Wie man die richtigen Bedingungen dafür schafft, lesen wir in der Mischna: »Man erhebe sich zum Beten erst aus ernster Stimmung.« Man soll also nicht einfach so in das Gebet »rutschen«, sondern sich ernsthaft einstimmen. Man sollte wissen, warum und wofür man betet, aber am wichtigsten ist es, zu wissen, zu wem man betet.
Was bedeutet: »Diene Ihm mit deinem ganzen Herzen?«, fragt das Sefer Hamizwot Katan. Die Antwort lautet: jeden Tag mit Kawana – mit absichtsvoller Aufmerksamkeit – zu beten. Und wenn das Herz versteht, was wir beten, dann dienen wir G’tt aus ganzem Herzen.
»Die früheren Frommen pflegten eine Stunde zu verweilen und dann erst zu beten, um zuvor ihren Sinn auf Haschem zu richten«, sagt die Mischna im Traktat Brachot 5,1. Doch so einfach es ist nicht. Denn der Mensch hat so vieles in seinem Kopf: Alles, was er sieht, was er gelesen hat, und alles, woran er denkt, kommt ihm plötzlich während des Gebets in den Sinn. Daher sollte man sich gezielt darauf vorbereiten.
Ein Gebet ohne Achtsamkeit ist wie ein Körper ohne Seele. Man spricht die richtigen Worte, aber was bedeuten sie? Erst die Kawana schenkt ihnen Bedeutung. Der Schulchan Aruch gibt uns einige Tipps, was wir tun können, wenn unsere Aufmerksamkeit beim Gebet abschweift. Wenn andere Gedanken sich vordrängen, sollte man im Gebet innehalten und erst weiterbeten, nachdem sie vorübergezogen sind. Deshalb sollte man auch an einem Ort beten, an dem man nicht abgelenkt wird.

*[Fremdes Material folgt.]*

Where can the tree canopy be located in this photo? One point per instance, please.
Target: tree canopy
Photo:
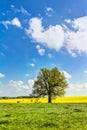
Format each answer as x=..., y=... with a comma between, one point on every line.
x=50, y=82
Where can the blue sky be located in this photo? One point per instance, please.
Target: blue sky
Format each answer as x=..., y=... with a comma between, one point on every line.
x=42, y=33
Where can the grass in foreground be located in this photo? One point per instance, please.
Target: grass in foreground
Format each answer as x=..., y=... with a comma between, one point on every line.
x=39, y=116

Schalom Alechem Und trotzdem kann jeden Tag passieren, wovon die folgende Geschichte erzählt: Ein Jude dawnet die Amida. Er wiegt sich hin und her, am Ende geht er wie üblich drei Schritte zurück. Sein Rabbiner läuft zu ihm hin und begrüßt ihn mit »Schalom Alechem!«. Der Beter wundert sich: »Ich war doch die ganze Zeit schon hier«, sagt er.

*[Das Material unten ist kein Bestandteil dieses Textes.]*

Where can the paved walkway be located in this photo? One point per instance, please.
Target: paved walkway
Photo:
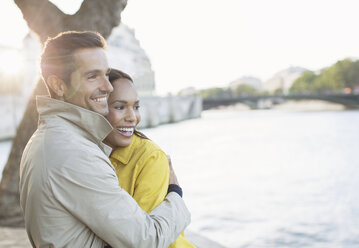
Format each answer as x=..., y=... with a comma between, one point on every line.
x=17, y=238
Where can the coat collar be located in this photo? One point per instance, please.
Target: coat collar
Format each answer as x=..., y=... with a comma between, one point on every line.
x=124, y=154
x=95, y=125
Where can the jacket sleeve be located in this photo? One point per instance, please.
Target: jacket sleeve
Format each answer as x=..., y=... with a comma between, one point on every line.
x=152, y=181
x=88, y=189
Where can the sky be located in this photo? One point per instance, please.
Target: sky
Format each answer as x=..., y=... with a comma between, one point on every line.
x=207, y=43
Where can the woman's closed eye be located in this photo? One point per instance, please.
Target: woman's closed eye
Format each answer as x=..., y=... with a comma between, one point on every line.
x=119, y=107
x=91, y=76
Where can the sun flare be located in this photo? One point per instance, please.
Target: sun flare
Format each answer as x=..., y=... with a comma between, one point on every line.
x=11, y=62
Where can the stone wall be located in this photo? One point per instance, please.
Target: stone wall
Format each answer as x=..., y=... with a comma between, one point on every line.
x=154, y=111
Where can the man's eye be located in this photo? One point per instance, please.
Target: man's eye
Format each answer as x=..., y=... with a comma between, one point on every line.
x=92, y=76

»Nu ja«, erwidert der Rabbiner. »Wirklich? Heutzutage beginnt man das Gebet in der Synagoge und beendet es auch in der Synagoge. Aber in der Zwischenzeit ist man bei seiner Familie, im Geschäft, im Urlaub oder sonst wo – nur nicht beim Gebet …«
Der Autor ist Rabbiner der Jüdischen Gemeinde Frankfurt am Main und Vorstandsmitglied der Orthodoxen Rabbinerkonferenz.
Amida
Die Amida, bekannt als Achtzehnbittengebet, ist das Hauptgebet im Judentum. Es soll das jüdische Volk auf religiöser Ebene zusammenhalten. Aus diesem Grund sind in der Amida viele Bitten in der Wir-Form geschrieben. Wie der Name Schmone Esre (hebräisch für 18) sagt, bestand die Amida ursprünglich aus 18 Segenssprüchen. In den ersten drei stellen wir uns sozusagen vor. Dabei berufen wir uns auf unsere Vorväter Awraham, Jizchak und Jakow und preisen die Kraft, die Macht und die Heiligkeit G’ttes. Weitere zwölf Segenssprüche bestehen vor allem aus Bitten, wie die um Weisheit, Gesundheit, materiellen Segen und Erlösung. In den letzten drei Brachot geht es um die Anerkennung G’ttes, den Ihm gebührenden Dank und um Frieden. Später wurde in der Mitte des Gebets ein 19. Segensspruch zum Verschwinden des Frevels eingefügt. Der Name »Amida« geht auf das Verb »amad« (stehen) zurück, denn das Gebet wird im Stehen gesprochen. Es wird auch als »das stille Gebet« bezeichnet, denn man spricht es leise. Gewöhnlich wird es dreimal am Tag gesagt, an Feiertagen viermal.